Я не люблю иронию. Я очень уважаю иронию Сократа, которая, вообще-то, очень серьёзна. Но это зависит от того, что вы имеете в виду под иронией. Если вы подразумеваете что-то вроде беспрерывных юморесок – такое мне не нравится. В другом смысле – в сократическом – всё ирония. Всё, потому что ирония – это удвоение чего-то, гиперболизация, с целью это что-то раскритиковать, но в очень серьёзном ключе, очень серьёзном. Смерть Сократа была иронией, акт умирания был актом иронии без единой улыбки. Такую иронию я уважаю. Иначе ирония – это костюм, это поведение, свойственное для телевидения. Кто-то, кажется, Дэвид Фостер Уоллес, критикует иронию, называет её типом тюремного заключения. Ты как бы целуешь брусья своей тюрьмы.
Вам не кажется, что современный театр должен заниматься возвращением себе аудитории, которую забрали кино, телевидение и новые медиа? Что театр это носитель ценностей, идей и впечатлений, важных и интересных для широкой аудитории? Как это может быть достигнуто без профанации театра?
Театр обычно очень скучный. Я не люблю театр как зритель, потому что в том, что я вижу, нет качества. Качество крайне низкое. Театр может повлиять на твою точку зрения, но театр не имеет ничего общего с телевидением или другими типами шоу-бизнеса. Это другой мир, он работает как прерыватель чего-то, он работает на обрыв общения. Это поза. Театр до сих пор остаётся одной из редких зон личного пространства зрителя, в котором зритель – это наше экзистенциальное состояние, политическое состояние. Ты можешь быть свободным зрителем, выбирая, что видеть, гнаться за образами. А вместе с этим театр – что-то требовательное, воспринимать образы в рамках театра вообще непросто, иногда даже дискомфортно.
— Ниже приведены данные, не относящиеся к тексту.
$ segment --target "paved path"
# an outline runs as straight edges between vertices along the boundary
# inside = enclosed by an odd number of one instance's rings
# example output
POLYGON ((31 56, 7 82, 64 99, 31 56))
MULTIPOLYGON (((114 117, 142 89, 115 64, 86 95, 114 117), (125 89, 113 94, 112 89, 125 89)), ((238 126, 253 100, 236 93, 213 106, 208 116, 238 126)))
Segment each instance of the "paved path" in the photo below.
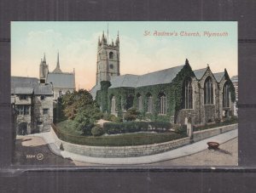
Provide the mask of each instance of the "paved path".
MULTIPOLYGON (((125 157, 125 158, 99 158, 99 157, 90 157, 85 156, 81 156, 78 154, 73 154, 71 152, 67 152, 65 150, 60 150, 54 144, 54 139, 51 136, 51 133, 42 133, 32 134, 32 136, 39 136, 44 138, 45 142, 48 144, 49 149, 52 152, 56 155, 61 156, 64 158, 70 158, 72 160, 87 162, 87 163, 96 163, 96 164, 104 164, 104 165, 132 165, 132 164, 148 164, 154 162, 159 162, 172 159, 176 159, 178 157, 183 157, 186 156, 189 156, 204 150, 207 149, 207 143, 208 141, 216 141, 219 144, 223 144, 226 141, 229 141, 232 139, 237 137, 237 129, 219 134, 218 136, 214 136, 192 145, 189 145, 186 146, 183 146, 172 150, 169 150, 166 152, 146 156, 139 156, 139 157, 125 157)), ((221 165, 221 164, 220 164, 221 165)))

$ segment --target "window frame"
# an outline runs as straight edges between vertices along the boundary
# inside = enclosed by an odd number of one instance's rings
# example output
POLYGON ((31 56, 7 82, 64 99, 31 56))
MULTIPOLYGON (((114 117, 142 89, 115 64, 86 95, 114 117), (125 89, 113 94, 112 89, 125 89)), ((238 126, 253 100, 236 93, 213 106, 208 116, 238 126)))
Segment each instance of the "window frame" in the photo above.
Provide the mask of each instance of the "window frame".
POLYGON ((214 105, 213 82, 211 77, 207 77, 204 82, 204 105, 214 105))

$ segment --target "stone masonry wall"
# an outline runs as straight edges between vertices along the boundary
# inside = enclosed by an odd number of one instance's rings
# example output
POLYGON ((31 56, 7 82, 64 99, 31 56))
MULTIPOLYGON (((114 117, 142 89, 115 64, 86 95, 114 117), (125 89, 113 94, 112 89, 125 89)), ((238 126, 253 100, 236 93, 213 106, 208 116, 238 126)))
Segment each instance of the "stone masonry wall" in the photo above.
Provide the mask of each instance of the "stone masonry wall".
MULTIPOLYGON (((219 133, 230 131, 237 128, 237 124, 229 125, 225 127, 220 127, 204 131, 199 131, 194 133, 195 141, 202 140, 204 139, 218 135, 219 133)), ((183 138, 173 141, 147 145, 137 145, 137 146, 123 146, 123 147, 109 147, 109 146, 88 146, 74 145, 68 142, 59 139, 55 133, 54 130, 50 131, 55 137, 55 144, 64 150, 83 155, 86 156, 93 157, 131 157, 131 156, 148 156, 153 154, 158 154, 164 151, 168 151, 186 145, 190 144, 189 139, 183 138)))

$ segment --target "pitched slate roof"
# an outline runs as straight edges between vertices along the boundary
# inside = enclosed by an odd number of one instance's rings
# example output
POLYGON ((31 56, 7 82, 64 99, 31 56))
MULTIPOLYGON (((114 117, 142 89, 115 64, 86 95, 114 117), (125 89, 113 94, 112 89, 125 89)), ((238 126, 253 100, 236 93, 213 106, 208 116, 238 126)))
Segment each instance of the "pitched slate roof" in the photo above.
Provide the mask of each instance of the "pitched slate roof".
POLYGON ((53 94, 51 85, 40 84, 35 77, 11 77, 13 94, 53 94))
POLYGON ((231 81, 232 82, 238 82, 238 76, 236 75, 236 76, 233 76, 232 77, 231 77, 231 81))
MULTIPOLYGON (((125 74, 122 76, 113 77, 110 80, 111 86, 113 88, 137 88, 149 85, 171 83, 177 74, 183 68, 184 65, 172 68, 168 68, 144 75, 125 74)), ((100 85, 94 86, 90 90, 90 94, 95 99, 96 91, 101 89, 100 85)))
POLYGON ((221 79, 223 78, 223 77, 224 76, 225 72, 217 72, 217 73, 213 73, 213 76, 216 79, 216 81, 218 82, 219 82, 221 81, 221 79))
POLYGON ((51 84, 37 84, 34 88, 34 94, 36 95, 51 95, 53 94, 51 84))
POLYGON ((33 88, 21 88, 17 87, 15 88, 15 93, 16 94, 33 94, 33 88))
POLYGON ((38 81, 36 77, 11 77, 11 94, 31 94, 38 81))
POLYGON ((200 80, 202 78, 202 77, 206 73, 207 70, 207 68, 201 68, 201 69, 194 71, 194 74, 195 74, 195 77, 197 78, 197 80, 200 80))
POLYGON ((96 93, 98 90, 101 89, 101 85, 100 84, 96 84, 95 85, 89 92, 90 93, 93 99, 96 99, 96 93))
POLYGON ((178 65, 140 76, 137 87, 171 83, 177 74, 183 68, 178 65))
POLYGON ((48 73, 46 82, 52 83, 54 88, 75 88, 73 73, 48 73))
POLYGON ((119 88, 119 87, 131 87, 137 86, 139 76, 132 74, 125 74, 118 77, 113 77, 111 78, 111 86, 109 88, 119 88))

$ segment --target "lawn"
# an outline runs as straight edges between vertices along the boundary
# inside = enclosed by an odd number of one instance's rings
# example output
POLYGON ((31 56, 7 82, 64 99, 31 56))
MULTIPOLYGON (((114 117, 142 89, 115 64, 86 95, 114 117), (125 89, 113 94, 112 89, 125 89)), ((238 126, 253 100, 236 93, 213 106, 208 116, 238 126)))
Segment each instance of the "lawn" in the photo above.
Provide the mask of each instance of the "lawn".
POLYGON ((58 137, 67 142, 92 146, 129 146, 163 143, 185 137, 173 132, 132 133, 108 136, 83 136, 80 132, 71 128, 72 121, 60 122, 55 128, 58 137))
Вы работаете также и как художник. Заметна ли для вас разница в институциональной организации между театром и современным искусством? В театре, кажется, медленнее коммуникация, меньше денег, люди театра менее знакомы с технологиями, театр как структура несколько более архаичный. Если вы с этим согласны, чем, по-вашему, это вызвано и как это можно исправить?
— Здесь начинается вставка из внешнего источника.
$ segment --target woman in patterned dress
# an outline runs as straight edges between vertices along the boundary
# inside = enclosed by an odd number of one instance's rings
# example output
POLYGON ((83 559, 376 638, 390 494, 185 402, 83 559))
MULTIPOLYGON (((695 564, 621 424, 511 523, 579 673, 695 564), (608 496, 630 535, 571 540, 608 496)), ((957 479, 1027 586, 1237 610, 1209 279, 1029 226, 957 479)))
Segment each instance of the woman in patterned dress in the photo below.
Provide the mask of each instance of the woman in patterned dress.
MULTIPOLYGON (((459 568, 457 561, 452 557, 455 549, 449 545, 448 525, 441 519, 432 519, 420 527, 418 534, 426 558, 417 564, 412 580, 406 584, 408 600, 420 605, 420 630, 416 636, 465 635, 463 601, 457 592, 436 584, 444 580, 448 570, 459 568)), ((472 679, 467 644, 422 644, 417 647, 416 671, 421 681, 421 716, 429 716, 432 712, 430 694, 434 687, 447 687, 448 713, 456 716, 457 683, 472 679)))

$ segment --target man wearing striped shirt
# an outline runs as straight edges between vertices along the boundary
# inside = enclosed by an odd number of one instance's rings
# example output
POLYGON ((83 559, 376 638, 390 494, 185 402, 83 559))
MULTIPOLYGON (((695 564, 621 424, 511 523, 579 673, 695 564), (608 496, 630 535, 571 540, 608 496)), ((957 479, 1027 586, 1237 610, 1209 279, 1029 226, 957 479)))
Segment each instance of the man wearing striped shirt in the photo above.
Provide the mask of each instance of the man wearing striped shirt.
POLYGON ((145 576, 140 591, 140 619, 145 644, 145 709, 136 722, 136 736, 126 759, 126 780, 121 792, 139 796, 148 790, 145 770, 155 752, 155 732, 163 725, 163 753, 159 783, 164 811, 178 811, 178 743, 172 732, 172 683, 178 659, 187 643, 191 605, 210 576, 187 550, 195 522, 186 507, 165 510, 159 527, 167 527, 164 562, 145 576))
Это правда, классические театры очень стары – и как здания, и как способ организации. Но я думаю, что это не так важно для художников и зрителей. Да, конечно, есть люди более обеспеченные деньгами и технологиями, и наоборот, но я не думаю, что это так важно. Я не нахожу это различие таким важным для моего опыта. Ты просто делаешь свою работу, затем останавливаешься. В одно время ты более быстрый, в другое нет, это всё одно и то же.
Театр это в широком смысле коммуникация, обмен информацией и впечатлениями. Как межличностная коммуникация и массмедиа перетекли в онлайн-среду, так, может быть, и театр перетечёт в онлайн? В чем обязательность живого исполнения и соприсутствия?